Personal Injury

Upward trend in retirement age affects economic loss theory

When considering retirement age as part of the theory of economic loss in personal injury cases, a cautious approach is required – particularly with younger plaintiffs, Toronto critical injury lawyer Dale Orlando writes in Lawyers Weekly.

“In cases where a person is unlikely to return to work or has returned to work but is likely to have to retire earlier than otherwise would have been the case, a major part of the theory revolves around the person’s expected retirement age but for the accident. While each case turns on its own facts, to some extent both plaintiff counsel and defence counsel will base their theories on a presumed retirement age,” says Orlando, partner with McLeish Orlando LLP.

But, he adds, many defence theories are based on the notion that people are retiring earlier than in previous generations, although recent data shows an upward trend in retirement age as life expectancy is increasing and many cannot afford to retire.

“The life expectancy for females has increased from 61 to 84 years from 1920 to 2011, and from 59 to 80 years for males.
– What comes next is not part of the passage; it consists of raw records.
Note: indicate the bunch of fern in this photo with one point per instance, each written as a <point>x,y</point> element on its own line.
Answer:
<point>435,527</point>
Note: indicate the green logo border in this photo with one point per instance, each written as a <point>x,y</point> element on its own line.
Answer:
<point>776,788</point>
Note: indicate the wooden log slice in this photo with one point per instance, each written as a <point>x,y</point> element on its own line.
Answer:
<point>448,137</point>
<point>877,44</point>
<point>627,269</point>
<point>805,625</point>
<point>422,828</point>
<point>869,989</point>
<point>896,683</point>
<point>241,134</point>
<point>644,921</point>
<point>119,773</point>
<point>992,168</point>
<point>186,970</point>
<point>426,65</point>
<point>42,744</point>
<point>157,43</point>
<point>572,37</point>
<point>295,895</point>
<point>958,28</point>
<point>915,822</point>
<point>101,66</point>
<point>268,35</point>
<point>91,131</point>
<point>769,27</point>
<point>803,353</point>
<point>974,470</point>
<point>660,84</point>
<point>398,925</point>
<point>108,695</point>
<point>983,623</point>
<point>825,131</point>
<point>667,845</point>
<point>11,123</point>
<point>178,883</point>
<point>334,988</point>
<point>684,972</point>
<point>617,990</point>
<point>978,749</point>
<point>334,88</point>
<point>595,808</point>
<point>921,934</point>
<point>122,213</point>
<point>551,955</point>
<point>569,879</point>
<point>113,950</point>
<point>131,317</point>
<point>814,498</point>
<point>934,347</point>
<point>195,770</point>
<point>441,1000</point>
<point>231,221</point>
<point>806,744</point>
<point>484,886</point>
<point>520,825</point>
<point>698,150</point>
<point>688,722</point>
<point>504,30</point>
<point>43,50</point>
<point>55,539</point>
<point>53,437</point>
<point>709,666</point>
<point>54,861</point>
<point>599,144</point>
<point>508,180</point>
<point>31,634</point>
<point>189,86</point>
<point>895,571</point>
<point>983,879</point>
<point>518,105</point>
Statistics Canada also predicts that by 2036 the average life expectancy could reach 88.4 years for females and 85.4 years for males,” says Orlando.

“A 2012 Statistics Canada report on retirement ages sets out that in 2009, a 50-year-old worker could expect to continue working for an average of 16 more years (16.3 years for men and 16.1 years for women), which means retiring at the age of 66,” he adds.

“To suggest that a plaintiff that is currently 25 years of age would likely retire at age 60, but for their injuries, ignores the current trends with regard to overall life expectancy,” writes Orlando.